Archives de Tag: Bongo

Jeudi 3 septembre 2009. Ali Bongo élu président du Gabon

Avec 41,73 % des suffrages (141 952 voix), Ali Bongo a été élu président du Gabon selon les résultats révélés aujourd’hui. L’élection, un vote à un seul tour, s’est déroulée dimanche 30 août 2009.

Ali Ben Bongo (Ali-Bernard Bongo avant sa conversion à l’islam en 1982), 50 ans, est le fils d’Omar Bongo, décédé en juin dernier après avoir dirigé son pays durant 42 ans (lire l’info du jour du 9 juin 2009).
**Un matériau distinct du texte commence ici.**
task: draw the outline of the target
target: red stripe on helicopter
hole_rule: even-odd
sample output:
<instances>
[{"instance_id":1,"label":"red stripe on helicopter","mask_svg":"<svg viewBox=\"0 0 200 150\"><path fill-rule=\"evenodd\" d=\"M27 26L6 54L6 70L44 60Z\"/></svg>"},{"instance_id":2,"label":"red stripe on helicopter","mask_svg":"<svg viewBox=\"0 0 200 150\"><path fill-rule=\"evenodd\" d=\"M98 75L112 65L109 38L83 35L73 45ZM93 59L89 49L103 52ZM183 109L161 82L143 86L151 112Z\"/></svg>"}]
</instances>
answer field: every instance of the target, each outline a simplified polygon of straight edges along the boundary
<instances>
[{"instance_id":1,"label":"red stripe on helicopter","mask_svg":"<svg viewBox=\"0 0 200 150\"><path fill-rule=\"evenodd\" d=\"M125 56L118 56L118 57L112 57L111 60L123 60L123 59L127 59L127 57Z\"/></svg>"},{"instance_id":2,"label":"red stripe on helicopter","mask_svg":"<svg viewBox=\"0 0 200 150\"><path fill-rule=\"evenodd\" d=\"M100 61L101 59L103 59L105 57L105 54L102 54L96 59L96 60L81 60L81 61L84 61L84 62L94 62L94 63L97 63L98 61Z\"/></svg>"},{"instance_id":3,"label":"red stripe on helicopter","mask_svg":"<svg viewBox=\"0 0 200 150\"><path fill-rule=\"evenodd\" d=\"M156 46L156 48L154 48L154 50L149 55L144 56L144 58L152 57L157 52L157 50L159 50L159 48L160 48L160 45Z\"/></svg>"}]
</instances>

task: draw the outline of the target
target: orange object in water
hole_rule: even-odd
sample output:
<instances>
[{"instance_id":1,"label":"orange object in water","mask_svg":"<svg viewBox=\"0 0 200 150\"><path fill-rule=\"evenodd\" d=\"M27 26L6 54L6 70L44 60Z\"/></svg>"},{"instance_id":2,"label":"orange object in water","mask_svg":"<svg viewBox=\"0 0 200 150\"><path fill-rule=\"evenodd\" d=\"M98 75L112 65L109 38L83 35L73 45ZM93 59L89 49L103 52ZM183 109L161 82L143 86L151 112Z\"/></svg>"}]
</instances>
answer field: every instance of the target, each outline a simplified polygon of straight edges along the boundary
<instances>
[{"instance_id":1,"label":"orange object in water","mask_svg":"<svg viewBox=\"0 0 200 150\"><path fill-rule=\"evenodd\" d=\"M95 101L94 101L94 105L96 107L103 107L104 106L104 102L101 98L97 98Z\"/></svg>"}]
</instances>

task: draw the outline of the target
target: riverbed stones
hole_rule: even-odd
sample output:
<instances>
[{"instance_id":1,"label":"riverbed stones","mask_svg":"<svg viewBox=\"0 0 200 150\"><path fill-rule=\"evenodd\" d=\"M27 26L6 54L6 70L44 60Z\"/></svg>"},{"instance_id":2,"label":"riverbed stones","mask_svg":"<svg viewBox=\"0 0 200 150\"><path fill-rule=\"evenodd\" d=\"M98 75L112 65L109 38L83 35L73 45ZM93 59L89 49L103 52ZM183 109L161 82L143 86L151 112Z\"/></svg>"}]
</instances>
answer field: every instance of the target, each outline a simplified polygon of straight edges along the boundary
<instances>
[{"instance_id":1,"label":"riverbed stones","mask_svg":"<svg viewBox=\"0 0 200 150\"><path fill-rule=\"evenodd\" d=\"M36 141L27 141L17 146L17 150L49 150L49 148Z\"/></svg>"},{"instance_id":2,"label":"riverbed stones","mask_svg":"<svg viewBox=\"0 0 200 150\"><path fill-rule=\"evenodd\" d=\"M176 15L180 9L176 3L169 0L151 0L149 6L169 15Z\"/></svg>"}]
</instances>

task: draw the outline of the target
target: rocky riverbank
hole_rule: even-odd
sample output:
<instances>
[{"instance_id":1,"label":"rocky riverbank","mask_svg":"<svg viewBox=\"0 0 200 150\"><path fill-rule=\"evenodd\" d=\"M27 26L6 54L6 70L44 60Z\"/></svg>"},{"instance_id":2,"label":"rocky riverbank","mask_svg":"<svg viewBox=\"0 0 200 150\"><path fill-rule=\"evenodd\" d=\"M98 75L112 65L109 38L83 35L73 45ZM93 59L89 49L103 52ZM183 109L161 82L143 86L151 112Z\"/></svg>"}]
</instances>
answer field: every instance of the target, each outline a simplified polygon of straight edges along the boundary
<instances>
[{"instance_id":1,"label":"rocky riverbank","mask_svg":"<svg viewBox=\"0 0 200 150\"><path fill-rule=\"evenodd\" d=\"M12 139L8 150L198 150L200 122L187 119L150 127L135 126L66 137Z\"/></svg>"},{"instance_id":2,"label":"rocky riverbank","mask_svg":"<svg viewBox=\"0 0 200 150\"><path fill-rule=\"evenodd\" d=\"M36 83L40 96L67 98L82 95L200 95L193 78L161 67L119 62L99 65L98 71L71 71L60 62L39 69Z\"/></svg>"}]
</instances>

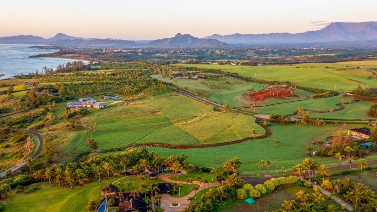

Il a occupé les postes de ministre des affaires étrangères et de ministre de la défense.

Les trois principaux candidats (parmi les 18 qui s’étaient présentés), Ali Bongo, Pierre Mamboundou (25,22 % des suffrages) et André Mba Obale (25,88%) avaient tous les trois revendiqué la victoire. L’opposition affirme posséder des des procès-verbaux du vote démentant la victoire d’Omar Bongo. Des incidents ont éclaté avant même la proclamation des résultats. Le consulat de France à Port-Gentil, la capitale économique du pays et fief historique de l’opposition, a été incendié. Pierre Mamboundou aurait été blessé lors d’échauffourées entre des opposants et l’armée à Libreville.

Références
Dépêches
LeFigaro.fr avec AFP

Articles
Le Monde :  » Gabon : Ali Bongo élu « 
Le Monde :  » Au Gabon, les opposants à Ali Bongo dénoncent la fraude organisée par le pouvoir « 
Le Figaro :  » Ali Bongo, «M. Fils» s’est fait un nom « 
RFI :  » Ali Bongo vainqueur de la présidentielle « 
BBC :  » Bongo wins disputed Gabon ballot « 
LeMonde.fr :  » Gabon : premiers incidents dès l’annonce des résultats « 

Mardi 9 juin 2009. La mort du président gabonnais Omar Bongo

Le président gabonnais El Hadj Omar Bongo Ondimba (né Albert-Bernard Bongo) est décédé dimanche 7 juin à l’âge de 74 ans d’un cancer intestinal. Ancien employé de poste, il était à la tête de son pays depuis plus de 41 ans. C’était l’une des figures emblématiques de l’Afrique post-coloniale.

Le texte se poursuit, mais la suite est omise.